Tal pessimismo com a condição tropical do Brasil, e consequentemente com os supostos limites que dela resultariam para a emergência de formas de vida consideradas “civilizadas”, tem sido há décadas objeto de reflexão por pensadores nacionais, muitos dos quais viam com ceticismo nosso destino como país tropical e mestiço. Além do racismo que embute, essa visão é fundamentada numa falsa premissa que foi destruída pela arqueologia: está hoje estabelecido que os povos indígenas e outros povos da floresta que ocupam nosso país há séculos contribuíram para compor os ricos, complexos e diversos ecossistemas que herdamos no presente.

Dentre os indicadores dessa incrível diversidade, talvez o mais forte seja o das línguas indígenas. Em torno de 170 línguas são faladas atualmente no Brasil. Mas, se considerarmos todos os países amazônicos, há cerca de 300 línguas, reunidas em mais ou menos 50 famílias ou grupos. A Amazônia foi também um importante centro de produção de agrobiodiversidade. Plantas até hoje consumidas em todo o planeta, como a mandioca e o cacau, foram cultivadas inicialmente na floresta amazônica. A partir de 5.500 anos atrás, na região do atual estado de Rondônia, os povos locais começaram a produzir solos escuros e férteis conhecidos como “terras pretas”. A partir de 2.500 anos, tais solos foram se disseminando por outras regiões e agora cobrem distintas áreas da bacia Amazônica, incluindo talvez 2% do bioma. Terras pretas são um legado importantíssimo dos povos indígenas do passado porque são utilizadas atualmente para o cultivo, assegurando a sobrevivência de milhares de pessoas.

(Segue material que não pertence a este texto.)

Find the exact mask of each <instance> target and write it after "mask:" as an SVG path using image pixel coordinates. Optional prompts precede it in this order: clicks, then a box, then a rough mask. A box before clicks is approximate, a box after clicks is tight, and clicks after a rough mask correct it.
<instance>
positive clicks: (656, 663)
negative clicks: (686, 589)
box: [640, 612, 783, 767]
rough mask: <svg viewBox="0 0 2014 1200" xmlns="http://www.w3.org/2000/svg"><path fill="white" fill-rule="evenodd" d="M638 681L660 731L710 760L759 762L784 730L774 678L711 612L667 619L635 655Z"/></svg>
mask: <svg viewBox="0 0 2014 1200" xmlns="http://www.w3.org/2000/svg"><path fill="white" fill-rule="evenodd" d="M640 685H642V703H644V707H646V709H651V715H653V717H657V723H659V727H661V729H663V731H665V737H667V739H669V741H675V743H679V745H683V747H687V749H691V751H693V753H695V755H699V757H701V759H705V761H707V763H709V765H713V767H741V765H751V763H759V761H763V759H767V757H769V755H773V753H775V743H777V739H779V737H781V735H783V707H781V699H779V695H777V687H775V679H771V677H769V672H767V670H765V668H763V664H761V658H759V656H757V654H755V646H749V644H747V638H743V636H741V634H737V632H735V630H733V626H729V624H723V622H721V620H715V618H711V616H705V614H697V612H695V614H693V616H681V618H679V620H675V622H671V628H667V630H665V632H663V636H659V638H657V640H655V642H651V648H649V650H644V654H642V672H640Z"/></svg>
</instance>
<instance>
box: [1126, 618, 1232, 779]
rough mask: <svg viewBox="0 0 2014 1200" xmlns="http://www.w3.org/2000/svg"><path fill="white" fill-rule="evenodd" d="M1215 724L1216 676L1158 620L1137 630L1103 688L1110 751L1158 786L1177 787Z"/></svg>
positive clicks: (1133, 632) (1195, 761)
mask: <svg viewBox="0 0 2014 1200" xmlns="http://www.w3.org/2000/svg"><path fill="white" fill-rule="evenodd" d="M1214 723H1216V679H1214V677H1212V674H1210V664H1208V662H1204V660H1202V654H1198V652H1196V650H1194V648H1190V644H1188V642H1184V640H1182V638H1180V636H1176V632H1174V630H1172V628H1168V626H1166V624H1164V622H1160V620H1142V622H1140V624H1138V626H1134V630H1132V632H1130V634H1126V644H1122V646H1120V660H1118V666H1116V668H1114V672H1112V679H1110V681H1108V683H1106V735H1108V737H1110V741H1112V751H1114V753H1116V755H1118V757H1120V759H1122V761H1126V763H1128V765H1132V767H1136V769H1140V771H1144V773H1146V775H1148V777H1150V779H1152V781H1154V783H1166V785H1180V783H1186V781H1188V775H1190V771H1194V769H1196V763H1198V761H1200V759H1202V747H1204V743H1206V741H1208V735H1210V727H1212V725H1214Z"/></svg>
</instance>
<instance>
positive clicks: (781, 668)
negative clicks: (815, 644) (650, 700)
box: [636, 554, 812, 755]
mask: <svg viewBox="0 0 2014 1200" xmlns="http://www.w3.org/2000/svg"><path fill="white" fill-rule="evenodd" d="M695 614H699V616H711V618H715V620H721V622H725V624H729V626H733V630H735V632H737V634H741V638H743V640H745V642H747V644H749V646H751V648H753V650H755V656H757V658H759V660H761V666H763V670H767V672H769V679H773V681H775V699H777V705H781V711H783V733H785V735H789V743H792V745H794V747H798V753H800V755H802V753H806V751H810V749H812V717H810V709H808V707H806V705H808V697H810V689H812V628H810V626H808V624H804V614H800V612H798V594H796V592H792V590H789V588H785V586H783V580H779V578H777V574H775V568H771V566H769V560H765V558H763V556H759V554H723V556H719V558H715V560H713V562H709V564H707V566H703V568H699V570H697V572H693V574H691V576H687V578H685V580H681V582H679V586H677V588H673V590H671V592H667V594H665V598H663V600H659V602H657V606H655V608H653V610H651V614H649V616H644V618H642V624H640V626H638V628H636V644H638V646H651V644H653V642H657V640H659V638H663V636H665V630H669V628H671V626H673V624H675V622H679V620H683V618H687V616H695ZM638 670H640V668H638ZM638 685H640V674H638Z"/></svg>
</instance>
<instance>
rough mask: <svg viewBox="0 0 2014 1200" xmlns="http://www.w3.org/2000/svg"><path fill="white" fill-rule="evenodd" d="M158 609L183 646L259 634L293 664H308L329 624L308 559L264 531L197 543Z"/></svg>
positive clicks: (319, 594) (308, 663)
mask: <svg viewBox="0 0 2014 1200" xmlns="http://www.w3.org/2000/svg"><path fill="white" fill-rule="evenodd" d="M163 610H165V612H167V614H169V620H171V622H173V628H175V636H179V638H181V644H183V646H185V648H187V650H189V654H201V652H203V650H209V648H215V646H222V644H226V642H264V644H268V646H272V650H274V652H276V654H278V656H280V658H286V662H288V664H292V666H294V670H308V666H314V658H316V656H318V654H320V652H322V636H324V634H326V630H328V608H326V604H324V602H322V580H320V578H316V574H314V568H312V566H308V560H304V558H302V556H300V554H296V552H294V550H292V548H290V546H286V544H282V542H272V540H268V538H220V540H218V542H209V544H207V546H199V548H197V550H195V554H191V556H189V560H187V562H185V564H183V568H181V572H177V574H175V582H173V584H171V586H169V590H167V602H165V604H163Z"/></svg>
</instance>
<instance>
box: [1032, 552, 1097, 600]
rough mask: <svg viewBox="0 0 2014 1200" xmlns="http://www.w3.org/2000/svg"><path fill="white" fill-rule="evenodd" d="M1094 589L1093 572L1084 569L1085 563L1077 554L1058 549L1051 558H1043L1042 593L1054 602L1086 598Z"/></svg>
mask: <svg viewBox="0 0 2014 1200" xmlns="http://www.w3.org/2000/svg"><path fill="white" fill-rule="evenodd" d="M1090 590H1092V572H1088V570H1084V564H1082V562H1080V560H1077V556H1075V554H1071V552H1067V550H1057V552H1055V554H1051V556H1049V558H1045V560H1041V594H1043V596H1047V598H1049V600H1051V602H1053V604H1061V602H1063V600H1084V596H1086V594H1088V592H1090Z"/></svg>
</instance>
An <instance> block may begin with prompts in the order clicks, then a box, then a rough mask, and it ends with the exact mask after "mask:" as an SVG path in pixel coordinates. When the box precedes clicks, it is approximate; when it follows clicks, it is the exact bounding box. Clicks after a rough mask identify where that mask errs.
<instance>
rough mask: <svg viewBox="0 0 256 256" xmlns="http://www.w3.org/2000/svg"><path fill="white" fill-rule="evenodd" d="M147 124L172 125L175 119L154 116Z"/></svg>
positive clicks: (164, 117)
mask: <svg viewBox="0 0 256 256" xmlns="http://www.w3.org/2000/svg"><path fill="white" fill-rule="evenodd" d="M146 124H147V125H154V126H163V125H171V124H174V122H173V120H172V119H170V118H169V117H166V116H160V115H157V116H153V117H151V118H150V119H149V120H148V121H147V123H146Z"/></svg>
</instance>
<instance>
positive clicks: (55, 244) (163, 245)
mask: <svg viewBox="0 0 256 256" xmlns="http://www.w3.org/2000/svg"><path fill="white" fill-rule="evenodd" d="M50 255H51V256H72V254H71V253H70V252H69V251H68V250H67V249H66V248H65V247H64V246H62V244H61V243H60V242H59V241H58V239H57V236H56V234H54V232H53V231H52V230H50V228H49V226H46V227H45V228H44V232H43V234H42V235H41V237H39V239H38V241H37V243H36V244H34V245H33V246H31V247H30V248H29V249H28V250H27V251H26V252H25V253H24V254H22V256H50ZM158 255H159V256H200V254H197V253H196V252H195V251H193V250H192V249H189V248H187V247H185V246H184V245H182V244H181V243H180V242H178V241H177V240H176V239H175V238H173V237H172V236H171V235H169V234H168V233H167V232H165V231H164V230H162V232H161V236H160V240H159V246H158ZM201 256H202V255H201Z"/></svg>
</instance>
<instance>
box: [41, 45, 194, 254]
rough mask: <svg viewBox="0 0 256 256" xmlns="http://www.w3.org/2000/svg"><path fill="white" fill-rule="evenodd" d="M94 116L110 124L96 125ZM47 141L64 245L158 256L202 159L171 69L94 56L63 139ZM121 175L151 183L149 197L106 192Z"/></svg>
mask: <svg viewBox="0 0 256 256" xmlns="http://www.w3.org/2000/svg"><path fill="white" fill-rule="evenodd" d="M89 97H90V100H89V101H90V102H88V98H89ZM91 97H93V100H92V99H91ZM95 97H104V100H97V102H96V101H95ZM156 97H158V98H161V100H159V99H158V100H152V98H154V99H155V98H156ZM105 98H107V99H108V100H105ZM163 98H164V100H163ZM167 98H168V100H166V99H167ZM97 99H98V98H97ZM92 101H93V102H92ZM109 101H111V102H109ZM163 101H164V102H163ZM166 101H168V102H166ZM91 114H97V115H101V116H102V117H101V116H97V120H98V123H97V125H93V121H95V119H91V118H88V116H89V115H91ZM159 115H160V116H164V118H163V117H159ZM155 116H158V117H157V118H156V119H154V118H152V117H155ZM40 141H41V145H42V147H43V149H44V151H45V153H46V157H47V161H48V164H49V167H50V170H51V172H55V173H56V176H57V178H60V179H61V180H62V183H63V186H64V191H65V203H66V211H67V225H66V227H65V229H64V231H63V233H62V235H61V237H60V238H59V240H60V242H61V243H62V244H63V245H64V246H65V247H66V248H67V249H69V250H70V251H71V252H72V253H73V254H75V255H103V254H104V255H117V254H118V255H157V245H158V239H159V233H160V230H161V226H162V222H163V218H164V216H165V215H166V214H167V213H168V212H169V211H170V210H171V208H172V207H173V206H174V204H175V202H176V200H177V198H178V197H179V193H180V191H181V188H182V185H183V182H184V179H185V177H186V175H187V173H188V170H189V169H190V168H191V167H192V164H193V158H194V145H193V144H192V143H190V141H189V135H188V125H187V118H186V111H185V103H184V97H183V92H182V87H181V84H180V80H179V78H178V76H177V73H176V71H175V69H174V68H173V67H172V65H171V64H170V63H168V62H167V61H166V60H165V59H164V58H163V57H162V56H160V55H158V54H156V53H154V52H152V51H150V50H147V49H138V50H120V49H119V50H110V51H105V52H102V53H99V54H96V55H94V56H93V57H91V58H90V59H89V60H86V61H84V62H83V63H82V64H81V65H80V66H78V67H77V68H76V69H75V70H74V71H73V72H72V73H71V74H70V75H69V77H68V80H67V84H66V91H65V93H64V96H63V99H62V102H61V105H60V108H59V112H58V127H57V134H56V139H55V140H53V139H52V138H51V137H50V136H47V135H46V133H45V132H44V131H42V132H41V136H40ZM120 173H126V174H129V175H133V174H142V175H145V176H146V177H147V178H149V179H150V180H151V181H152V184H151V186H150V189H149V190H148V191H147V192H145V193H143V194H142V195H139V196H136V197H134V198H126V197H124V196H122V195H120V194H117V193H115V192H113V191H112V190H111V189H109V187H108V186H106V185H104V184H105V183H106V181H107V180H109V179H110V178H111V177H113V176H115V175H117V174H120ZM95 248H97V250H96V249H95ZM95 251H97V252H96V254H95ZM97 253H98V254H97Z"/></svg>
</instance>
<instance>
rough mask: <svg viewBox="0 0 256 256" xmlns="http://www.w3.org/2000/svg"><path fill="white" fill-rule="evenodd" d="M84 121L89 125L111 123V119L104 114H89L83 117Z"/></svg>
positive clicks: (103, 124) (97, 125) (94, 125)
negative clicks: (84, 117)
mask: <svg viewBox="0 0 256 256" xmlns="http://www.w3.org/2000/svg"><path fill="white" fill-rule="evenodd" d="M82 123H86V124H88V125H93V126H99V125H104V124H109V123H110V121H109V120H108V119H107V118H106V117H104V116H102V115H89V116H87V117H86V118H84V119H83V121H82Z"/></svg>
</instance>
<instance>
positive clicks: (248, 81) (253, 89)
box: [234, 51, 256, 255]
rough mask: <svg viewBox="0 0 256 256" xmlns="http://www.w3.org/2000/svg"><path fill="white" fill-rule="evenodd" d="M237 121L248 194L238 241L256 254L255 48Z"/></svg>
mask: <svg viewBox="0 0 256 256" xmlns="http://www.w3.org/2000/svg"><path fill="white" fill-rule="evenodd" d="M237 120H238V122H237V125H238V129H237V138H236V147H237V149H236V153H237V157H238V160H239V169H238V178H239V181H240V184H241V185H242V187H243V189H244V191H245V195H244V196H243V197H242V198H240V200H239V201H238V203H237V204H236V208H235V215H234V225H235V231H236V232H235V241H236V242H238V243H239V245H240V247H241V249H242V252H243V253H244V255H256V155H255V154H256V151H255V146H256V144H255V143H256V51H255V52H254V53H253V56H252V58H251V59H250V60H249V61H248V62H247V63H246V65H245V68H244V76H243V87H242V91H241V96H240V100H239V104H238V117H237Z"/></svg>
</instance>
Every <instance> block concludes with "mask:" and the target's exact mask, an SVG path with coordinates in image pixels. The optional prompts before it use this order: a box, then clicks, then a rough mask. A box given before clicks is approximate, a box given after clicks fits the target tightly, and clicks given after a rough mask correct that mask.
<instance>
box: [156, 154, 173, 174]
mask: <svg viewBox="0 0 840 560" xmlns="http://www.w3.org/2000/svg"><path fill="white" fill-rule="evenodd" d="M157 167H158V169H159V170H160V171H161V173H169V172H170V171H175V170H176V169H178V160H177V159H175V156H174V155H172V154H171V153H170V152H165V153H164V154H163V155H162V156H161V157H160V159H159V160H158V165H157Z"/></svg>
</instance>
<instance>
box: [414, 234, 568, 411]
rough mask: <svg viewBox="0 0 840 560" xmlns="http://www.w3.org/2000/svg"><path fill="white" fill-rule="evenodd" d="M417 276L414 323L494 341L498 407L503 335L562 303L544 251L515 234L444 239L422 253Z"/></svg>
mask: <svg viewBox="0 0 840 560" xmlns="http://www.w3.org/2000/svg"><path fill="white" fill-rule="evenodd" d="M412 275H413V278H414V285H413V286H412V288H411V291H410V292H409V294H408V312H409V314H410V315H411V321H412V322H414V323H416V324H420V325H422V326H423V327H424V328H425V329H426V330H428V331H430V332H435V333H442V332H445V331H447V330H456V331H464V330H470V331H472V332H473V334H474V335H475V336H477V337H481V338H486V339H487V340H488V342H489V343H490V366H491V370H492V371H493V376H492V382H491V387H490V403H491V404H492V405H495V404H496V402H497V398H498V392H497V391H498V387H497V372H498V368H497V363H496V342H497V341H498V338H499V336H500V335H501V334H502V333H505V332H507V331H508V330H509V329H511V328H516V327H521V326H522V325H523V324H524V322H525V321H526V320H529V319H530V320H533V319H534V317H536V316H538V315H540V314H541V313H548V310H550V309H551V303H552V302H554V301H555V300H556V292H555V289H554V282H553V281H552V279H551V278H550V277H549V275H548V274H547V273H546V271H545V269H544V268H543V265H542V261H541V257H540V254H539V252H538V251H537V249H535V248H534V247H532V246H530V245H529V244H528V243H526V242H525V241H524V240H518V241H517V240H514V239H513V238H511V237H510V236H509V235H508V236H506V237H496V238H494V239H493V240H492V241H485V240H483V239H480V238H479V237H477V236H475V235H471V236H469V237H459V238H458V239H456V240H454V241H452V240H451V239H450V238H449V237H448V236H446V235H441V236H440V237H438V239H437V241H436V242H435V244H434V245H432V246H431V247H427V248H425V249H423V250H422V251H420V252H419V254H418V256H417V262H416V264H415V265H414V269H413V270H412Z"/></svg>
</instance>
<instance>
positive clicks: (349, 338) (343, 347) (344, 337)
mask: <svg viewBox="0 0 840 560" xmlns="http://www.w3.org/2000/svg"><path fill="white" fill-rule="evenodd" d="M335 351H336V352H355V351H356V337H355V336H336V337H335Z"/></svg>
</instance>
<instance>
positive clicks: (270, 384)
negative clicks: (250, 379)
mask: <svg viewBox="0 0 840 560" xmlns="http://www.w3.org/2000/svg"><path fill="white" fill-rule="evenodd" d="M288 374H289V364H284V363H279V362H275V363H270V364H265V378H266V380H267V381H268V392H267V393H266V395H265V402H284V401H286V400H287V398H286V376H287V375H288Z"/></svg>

Também a partir de 2.500 anos, disseminou-se pela Amazônia um processo de construção de estruturas como aterros, estradas, valas, montículos, embora manifestações mais antigas dessas práticas possam ser vistas ao longo do litoral do Pará, do baixo Amazonas e do rio Guaporé. A produção dessas estruturas indica, juntamente com as terras pretas, o estabelecimento de populações sedentárias, algumas das quais vivendo em grandes assentamentos que poderíamos chamar de cidades. Tais povos produziram maravilhosos objetos de cerâmica e pedra, como nos casos da ilha de Marajó e Santarém, guardados em museus do Brasil e no exterior.

Calcula-se que de 8 milhões a 10 milhões de pessoas tenham vivido na bacia amazônica à época da invasão dos europeus. Muitas delas pereceram nos séculos iniciais da colonização, devido à propagação de doenças, à guerra e à escravidão. Quando os primeiros cientistas começaram a viajar pela Amazônia, no século 18, encontraram a região esvaziada e seus antigos assentamentos cobertos por florestas. A ausência de estruturas de pedra contribuiu para a falsa ideia de ausência consolidada ao longo dos tempos.

A Amazônia e seus povos, portanto, têm história. Sem os povos da floresta, a Amazônia não seria o que é hoje e certamente também não o será no futuro.